Detection Methods for CVE-2025-47049
Indicators of Compromise
- Unexpected outbound requests from AEM author sessions to attacker-controlled domains carrying cookies or form data
- AEM access logs showing referrers from unfamiliar external URLs immediately before privileged content changes
- Browser console errors or content modifications originating from unusual URL fragments containing <script>, javascript:, or encoded HTML
Detection Strategies
- Inspect web proxy and Content Security Policy (CSP) violation reports for script execution on AEM author domains
- Correlate AEM audit logs with authentication events to identify session activity performed shortly after clicking external links
- Deploy DOM XSS scanners against AEM author and publish tiers to identify vulnerable sinks in current builds
Monitoring Recommendations
- Monitor AEM access.log and dispatcher logs for suspicious query strings and fragment payloads targeting known AEM client scripts
- Alert on any AEM administrative API calls originating from browser sessions with anomalous referrers
- Enable and centralize browser CSP violation reporting for AEM origins to surface DOM-based script injection attempts
How to Mitigate CVE-2025-47049
Immediate Actions Required
- Upgrade Adobe Experience Manager on-premise deployments to a version later than 6.5.22 as directed in Adobe Security Bulletin APSB25-48
- Confirm AEM Cloud Service instances are running the current release, since Adobe pushes fixes to AEM CS automatically
- Instruct AEM authors and administrators to avoid clicking untrusted links while authenticated to the platform
Patch Information
Adobe released fixed builds addressed in Adobe Security Bulletin APSB25-48. Administrators should apply the AEM 6.5 Service Pack referenced in that bulletin.

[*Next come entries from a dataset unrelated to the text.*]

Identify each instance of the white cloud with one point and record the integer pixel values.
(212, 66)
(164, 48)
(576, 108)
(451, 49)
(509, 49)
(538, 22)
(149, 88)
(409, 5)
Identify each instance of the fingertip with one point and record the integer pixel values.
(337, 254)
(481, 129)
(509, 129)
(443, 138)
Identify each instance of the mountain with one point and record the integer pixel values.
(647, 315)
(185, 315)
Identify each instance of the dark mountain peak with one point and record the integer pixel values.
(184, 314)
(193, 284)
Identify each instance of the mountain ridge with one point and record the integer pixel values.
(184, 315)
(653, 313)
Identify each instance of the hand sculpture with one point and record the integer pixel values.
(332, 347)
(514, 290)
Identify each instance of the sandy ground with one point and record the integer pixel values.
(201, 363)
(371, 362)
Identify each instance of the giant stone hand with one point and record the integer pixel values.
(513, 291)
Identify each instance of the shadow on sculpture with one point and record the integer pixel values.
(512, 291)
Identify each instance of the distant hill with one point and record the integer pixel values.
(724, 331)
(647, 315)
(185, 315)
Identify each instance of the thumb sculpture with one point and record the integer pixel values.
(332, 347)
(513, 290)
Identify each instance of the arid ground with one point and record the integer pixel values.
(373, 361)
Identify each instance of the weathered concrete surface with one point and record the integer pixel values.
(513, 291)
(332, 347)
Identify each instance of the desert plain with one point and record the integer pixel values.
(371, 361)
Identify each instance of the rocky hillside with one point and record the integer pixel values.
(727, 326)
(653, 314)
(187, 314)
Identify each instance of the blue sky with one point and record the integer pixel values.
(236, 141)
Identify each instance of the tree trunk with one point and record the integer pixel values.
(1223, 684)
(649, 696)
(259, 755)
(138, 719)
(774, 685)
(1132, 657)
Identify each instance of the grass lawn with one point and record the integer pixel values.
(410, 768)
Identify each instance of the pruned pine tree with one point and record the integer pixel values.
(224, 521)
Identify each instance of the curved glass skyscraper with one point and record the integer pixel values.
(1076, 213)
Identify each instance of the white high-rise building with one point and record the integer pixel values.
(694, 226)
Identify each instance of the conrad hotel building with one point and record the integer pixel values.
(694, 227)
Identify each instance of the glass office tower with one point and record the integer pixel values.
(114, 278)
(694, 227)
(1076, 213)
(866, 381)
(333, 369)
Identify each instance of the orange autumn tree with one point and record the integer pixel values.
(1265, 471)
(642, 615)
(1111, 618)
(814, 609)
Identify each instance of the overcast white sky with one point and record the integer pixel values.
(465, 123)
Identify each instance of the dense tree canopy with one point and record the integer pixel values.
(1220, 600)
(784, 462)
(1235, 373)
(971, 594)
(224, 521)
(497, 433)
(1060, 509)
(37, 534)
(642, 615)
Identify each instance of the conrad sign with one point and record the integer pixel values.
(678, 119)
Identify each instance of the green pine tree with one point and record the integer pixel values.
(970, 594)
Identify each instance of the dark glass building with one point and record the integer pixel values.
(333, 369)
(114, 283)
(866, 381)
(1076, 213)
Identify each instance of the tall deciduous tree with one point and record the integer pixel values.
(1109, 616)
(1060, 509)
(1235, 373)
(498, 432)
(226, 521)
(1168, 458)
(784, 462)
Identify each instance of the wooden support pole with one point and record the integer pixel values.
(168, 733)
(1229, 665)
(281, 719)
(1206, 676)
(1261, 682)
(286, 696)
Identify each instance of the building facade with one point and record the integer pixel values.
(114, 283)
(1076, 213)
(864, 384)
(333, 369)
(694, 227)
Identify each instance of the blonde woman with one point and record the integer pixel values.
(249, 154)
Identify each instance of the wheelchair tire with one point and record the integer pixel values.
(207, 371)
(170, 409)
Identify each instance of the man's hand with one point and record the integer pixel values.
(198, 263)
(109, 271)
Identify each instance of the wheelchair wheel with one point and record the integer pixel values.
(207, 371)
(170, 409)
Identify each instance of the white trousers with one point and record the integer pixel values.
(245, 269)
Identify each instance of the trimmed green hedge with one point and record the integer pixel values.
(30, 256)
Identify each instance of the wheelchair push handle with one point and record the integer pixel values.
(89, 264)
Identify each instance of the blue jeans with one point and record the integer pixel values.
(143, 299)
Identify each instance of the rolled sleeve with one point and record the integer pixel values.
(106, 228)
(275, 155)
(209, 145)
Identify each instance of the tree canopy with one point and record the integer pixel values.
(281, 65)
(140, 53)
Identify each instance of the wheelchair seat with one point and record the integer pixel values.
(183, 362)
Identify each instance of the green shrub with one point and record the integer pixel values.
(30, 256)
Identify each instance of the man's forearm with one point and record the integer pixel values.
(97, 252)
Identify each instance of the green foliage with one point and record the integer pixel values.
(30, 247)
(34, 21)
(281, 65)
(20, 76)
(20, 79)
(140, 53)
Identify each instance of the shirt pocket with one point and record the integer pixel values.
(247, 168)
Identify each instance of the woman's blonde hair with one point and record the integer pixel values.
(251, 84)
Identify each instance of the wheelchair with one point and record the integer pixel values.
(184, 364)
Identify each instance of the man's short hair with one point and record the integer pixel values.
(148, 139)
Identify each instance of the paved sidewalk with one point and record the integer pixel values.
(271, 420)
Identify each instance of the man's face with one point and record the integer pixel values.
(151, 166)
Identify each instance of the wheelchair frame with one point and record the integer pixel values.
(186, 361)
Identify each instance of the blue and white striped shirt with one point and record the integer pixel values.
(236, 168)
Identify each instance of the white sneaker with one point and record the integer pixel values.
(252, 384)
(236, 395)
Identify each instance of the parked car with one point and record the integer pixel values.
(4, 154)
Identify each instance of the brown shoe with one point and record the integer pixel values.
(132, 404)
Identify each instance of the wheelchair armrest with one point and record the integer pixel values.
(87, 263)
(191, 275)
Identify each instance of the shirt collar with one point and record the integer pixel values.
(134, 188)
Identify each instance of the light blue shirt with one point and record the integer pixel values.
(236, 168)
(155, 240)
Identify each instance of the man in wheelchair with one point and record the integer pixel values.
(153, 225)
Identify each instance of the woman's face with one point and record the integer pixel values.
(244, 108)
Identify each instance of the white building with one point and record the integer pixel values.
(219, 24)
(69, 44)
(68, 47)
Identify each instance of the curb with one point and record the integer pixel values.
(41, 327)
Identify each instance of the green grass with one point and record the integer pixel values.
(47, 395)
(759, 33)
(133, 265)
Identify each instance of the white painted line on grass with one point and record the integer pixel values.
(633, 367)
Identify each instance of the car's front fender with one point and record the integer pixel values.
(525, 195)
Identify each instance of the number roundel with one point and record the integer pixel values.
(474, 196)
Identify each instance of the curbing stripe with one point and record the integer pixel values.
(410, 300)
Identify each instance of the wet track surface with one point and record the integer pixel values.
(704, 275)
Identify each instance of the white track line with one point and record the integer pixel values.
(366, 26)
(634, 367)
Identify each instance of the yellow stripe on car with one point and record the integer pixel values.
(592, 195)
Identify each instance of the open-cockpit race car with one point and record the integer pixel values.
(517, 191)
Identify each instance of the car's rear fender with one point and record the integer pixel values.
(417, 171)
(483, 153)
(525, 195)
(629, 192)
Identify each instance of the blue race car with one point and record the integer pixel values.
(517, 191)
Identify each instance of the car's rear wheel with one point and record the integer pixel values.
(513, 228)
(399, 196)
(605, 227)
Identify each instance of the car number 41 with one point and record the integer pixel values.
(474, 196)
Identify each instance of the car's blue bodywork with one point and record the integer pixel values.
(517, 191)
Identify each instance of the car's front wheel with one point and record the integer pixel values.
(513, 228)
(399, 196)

AEM Cloud Service customers receive the fix through the standard update channel and should verify their instance is running the patched release.
Workarounds
- Deploy a strict Content Security Policy on AEM author and publish origins that disallows inline scripts and restricts script sources
- Restrict AEM author instance access to trusted networks or VPN to limit exposure to phishing-delivered exploits
- Configure the AEM Dispatcher to filter suspicious query parameters and fragments containing script-like payloads until patching is complete
# Example Content-Security-Policy header for AEM author
Content-Security-Policy: default-src 'self'; script-src 'self'; object-src 'none'; base-uri 'self'; frame-ancestors 'self'; report-uri /csp-report
Disclaimer: This content was generated using AI. While we strive for accuracy, please verify critical information with official sources.